Markos Diderrich, 28, transported protected Blanding’s turtles, Eastern tiger salamanders and blue-spotted salamanders to California, New York, Pennsylvania and Virginia on six occasions in 2016, according to the U.S. Attorney’s Office for western Wisconsin.

Diderrich is charged with six counts of transporting wildlife in interstate commerce knowing the wildlife was taken in violation of state law. The most serious charge carries a maximum penalty of five years in prison.

The charges are the result of an investigation by the U.S. Fish and Wildlife Service and the Wisconsin and Minnesota Departments of Natural Resources.

Blanding's turtle

Blanding's turtles are 7 to 9 inches long and are long-lived, able to reproduce into their eighth and ninth decades. The species is currently endangered, as the DNR is asking Chippewa Falls residents to report sightings and turtle crossings this summer.

The Blanding’s turtle is considered a threatened species in Minnesota, where Diderrich is alleged to have taken four turtles.

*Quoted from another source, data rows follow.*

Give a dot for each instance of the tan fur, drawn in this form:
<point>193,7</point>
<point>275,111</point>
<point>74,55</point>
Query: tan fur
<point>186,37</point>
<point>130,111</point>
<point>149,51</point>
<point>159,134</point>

The species was removed from Wisconsin’s threatened list in 2014 but retains protected status.

Wisconsin prohibits the sale of blue-spotted salamanders and allows legally collected eastern tiger salamanders to be sold only with a special DNR license.

Blue-spotted salamander

The blue-spotted salamander is native to the Great Lakes region and northeastern U.S.

Wildlife smuggling is a worldwide problem, with animals and animal parts trafficked for pets, medicine and fashion, said Tina Shaw, a public affairs specialist for the U.S. Fish and Wildlife Service.

“It’s not only disruptive for the harvesting of plants and animals,” Shaw said. “It can disrupt the local ecology.”

Shaw urged people to report any suspicious activity.

“If you’re out on a walk and see someone pick up a turtle and put it in a truck, get the license plate,” she said. “Let the law enforcement professionals around you know.”

Tiger salamander

Tiger salamanders eat mostly small insects and worms, though adults will also eat small frogs and baby mice.